俺「はぁ~。なんか不思議だな~。なんで俺ここに居るんだろ」

リサ「そんなの、友達になったからじゃん」

俺「そりゃそうだww」

リサ「ねぇ、ぷら?手出して」

俺「?」

リサ「よいしょ」

俺「ちょwwww」

リサは俺の手にボールペンで数字の「8」という字を書いた。

俺「なにこれ?」

リサ「おまじない」

俺「へ?どんな意味あるのこれ?」

リサ「秘密~」

俺「なんだよ・・いいよ。帰ったら調べるから」

リサ「へへへへ」

それから俺達は日付が変わる位まで部屋で語り合った。それからリサはリサママの寝室へ、俺はリサのベッドへと潜り込んだ。昼間に出かけていたせいもあってか、この日はスグに眠ることができた。そして・・・・。


リサママ「ぷら!!起きなさい!!遅れるわよ!!」

俺「う・・・・うん・・・」

リサママ「リサも起きなさい!!!」

廊下でリサママの声が響いている。

フラフラになりながら荷物を持ってリビングへ向かう。

リサママ「それじゃ送って行くからね。

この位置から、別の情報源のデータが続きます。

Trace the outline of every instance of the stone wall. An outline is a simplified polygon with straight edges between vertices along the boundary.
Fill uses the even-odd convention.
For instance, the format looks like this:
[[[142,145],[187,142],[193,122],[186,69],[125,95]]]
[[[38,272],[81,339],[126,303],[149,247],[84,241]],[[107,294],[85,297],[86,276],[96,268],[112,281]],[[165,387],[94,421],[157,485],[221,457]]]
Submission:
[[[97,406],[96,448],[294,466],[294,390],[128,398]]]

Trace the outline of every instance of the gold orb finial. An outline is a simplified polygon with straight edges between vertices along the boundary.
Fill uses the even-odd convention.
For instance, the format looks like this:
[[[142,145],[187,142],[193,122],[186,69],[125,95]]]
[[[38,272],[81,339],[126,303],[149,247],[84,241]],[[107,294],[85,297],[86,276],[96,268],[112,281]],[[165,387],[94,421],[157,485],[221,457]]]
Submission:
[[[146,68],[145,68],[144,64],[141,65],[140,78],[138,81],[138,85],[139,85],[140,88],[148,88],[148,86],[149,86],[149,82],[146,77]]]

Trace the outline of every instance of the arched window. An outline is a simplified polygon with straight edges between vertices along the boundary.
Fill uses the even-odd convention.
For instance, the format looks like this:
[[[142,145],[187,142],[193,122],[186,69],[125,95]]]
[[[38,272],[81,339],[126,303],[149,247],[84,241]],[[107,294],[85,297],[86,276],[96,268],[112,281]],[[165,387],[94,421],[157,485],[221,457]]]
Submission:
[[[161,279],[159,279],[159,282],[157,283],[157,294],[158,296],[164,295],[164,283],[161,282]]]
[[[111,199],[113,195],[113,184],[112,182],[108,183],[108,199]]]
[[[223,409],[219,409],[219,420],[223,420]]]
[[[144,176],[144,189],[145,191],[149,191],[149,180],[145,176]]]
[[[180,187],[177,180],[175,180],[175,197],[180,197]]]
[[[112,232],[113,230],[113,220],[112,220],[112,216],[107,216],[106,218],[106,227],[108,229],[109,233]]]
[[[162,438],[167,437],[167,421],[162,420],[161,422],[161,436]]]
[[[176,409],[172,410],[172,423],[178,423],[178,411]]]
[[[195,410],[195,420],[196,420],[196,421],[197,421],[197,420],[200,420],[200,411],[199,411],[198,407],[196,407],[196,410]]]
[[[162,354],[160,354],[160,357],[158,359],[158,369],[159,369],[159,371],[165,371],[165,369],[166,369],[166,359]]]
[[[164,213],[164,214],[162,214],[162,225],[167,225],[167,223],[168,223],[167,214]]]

リサ、準備はいいの?」

リサ「眠い~。ノーメイクでいいかなぁ」

リサママ「化粧なんか車の中でしなさい」

リサ「うん~」

俺「あ、リサパパにお礼言わないと・・・でも寝てるよね・・・」

リサパパ「おはよう」

!!!!!

俺「え・・・あの・・・わざわざ起きて・・・?」

リサパパ「帰るのか?」

俺「はい・・・。お世話になりました。有り難う(リサに教えて貰っていたので韓国語で言えた)」

リサパパ「ちょっと待ちなさい」

俺「?」

リサパパ「これ、お腹がすいたら食べなさい」

俺「ちょwwwwバwwwナwwwナwwww」


lDSC02201.jpg


リサパパは何故か俺にバナナを手渡すと部屋へ戻っていった。家を出てリサママの車で空港まで送ってもらう。夜中という事もあってか道路はガラガラで随分と早く空港へ到着することができた。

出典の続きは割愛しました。